You may be facing some significant federal and/or state inheritance taxes. Ask a tax or financial advisor for help with this—before receiving the money, if possible. You should be aware that life insurance proceeds are usually not taxed, nor is an inheritance from a spouse. You will, however, be facing capital gains taxes on non-retirement assets when you go to sell them. The rules are complex and they vary. Let your advisor know the details.

Distributions from an annuity, IRA or other traditional retirement account that you inherit will mean paying some taxes. Caution though: if you cash out an inherited IRA and then deposit it into your own IRA, you will owe taxes on the entire amount of the rollover. Ask your advisor how best to handle these situations.

Don’t have a plan for the money yet?

A wise way to handle your incoming inheritance is to “park” the money in an FDIC-insured money market account or use a three-month CD for now. Keep in mind that even though your inheritance is considered separate property from your spouse’s, if you deposit the money in your joint checking account, you are commingling the assets and could face loss of protection down the road if there is a divorce.

What next? Pay off the house…the credit cards…take a trip?

So often the first impulse is to rush out and pay off the mortgage on the house. That may well be a good idea, but do you have other debts that should be paid off first?
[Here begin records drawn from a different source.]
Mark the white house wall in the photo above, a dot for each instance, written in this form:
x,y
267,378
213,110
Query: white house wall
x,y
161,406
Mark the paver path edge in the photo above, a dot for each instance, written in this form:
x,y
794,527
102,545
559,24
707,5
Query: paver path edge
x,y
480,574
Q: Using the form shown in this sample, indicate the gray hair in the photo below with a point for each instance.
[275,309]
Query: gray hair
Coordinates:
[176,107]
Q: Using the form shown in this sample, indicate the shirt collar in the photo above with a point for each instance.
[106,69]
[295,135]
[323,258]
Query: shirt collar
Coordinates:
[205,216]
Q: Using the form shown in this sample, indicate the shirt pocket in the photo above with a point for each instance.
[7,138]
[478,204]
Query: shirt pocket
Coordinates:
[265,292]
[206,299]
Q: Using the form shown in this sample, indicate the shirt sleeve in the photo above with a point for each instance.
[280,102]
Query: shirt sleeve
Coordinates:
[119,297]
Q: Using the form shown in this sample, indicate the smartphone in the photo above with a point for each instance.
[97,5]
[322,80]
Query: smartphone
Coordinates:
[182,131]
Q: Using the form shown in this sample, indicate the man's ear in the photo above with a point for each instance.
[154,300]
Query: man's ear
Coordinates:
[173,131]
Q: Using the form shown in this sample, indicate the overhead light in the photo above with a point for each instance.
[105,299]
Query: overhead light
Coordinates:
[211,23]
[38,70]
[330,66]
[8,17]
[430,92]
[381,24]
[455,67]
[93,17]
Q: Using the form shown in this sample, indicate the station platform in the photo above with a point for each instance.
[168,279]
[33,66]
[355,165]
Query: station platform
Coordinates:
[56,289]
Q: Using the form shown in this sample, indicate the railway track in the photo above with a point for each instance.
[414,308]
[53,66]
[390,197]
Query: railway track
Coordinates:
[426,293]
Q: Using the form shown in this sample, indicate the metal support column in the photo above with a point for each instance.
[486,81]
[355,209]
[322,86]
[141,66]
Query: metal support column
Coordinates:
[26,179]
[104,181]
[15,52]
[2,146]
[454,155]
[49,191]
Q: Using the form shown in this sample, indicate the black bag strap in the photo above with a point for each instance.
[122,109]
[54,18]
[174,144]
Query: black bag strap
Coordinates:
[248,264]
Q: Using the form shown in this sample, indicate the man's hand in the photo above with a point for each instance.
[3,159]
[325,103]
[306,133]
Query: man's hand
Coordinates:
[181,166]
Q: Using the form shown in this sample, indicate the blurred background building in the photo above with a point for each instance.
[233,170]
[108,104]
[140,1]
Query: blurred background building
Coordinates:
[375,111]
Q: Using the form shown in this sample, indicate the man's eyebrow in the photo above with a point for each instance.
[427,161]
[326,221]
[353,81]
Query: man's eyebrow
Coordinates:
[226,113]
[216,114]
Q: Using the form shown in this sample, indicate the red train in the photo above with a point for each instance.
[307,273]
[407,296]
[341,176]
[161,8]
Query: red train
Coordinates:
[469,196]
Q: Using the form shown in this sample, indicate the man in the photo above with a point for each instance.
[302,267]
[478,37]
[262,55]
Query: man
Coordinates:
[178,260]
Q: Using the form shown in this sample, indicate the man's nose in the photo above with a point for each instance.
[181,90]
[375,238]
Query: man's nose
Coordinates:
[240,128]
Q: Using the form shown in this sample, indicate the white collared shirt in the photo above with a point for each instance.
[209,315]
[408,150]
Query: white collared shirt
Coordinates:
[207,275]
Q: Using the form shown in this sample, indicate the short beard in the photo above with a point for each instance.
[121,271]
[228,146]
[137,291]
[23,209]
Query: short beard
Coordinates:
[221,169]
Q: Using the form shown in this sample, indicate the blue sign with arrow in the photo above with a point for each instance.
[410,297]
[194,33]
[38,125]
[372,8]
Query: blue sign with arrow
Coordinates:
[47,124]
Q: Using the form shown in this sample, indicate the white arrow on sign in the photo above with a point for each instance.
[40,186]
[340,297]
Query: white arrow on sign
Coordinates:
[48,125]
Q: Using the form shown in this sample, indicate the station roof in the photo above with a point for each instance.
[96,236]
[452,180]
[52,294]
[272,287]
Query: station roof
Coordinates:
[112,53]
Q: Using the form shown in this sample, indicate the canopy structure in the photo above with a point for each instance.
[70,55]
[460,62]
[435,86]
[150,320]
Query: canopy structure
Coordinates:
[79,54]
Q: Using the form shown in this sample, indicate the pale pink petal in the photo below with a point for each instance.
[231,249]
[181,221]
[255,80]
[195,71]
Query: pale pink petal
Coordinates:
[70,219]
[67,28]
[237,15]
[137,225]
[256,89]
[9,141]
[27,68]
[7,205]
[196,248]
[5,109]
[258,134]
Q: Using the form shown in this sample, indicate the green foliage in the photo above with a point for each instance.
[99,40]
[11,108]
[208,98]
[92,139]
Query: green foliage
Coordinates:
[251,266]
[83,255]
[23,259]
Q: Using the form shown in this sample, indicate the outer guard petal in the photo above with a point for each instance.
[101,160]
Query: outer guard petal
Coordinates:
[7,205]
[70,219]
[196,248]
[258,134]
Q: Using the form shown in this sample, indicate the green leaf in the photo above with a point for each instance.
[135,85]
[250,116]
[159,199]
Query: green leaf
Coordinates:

These might include car loans, personal loans and credit card debt, which all have higher interest rates than your mortgage. What next? Perhaps you have always wanted to invest in the stock market and never had the opportunity until now. Or you would like to send a child to a four-year college rather than a two-year. Or take that trip.

Answer this first: how can the inheritance help with your long-term financial goals?

Be sure to keep in mind your own retirement and plans for your estate. Perhaps due to the recent economy you haven’t been able to fund your retirement savings as you had hoped.

An equally important question is: what makes most sense to you personally? You may feel that a significant charitable contribution or helping out a relative who is struggling financially will be more worthwhile than paying down your own debt. Perhaps there are ways to be able to do both. Also, would setting up a trust or foundation be a worthwhile endeavor?

Don’t forget insurance

If you inherited any real estate, jewelry or artwork, for instance, check with your insurance professional. You likely will need to change your property and casualty coverage. And don’t forget, with a sizable inheritance comes increases to your homeowners and automotive insurance liability limits. 

Last but definitely not least, be sure to set aside six months of living expenses for emergencies.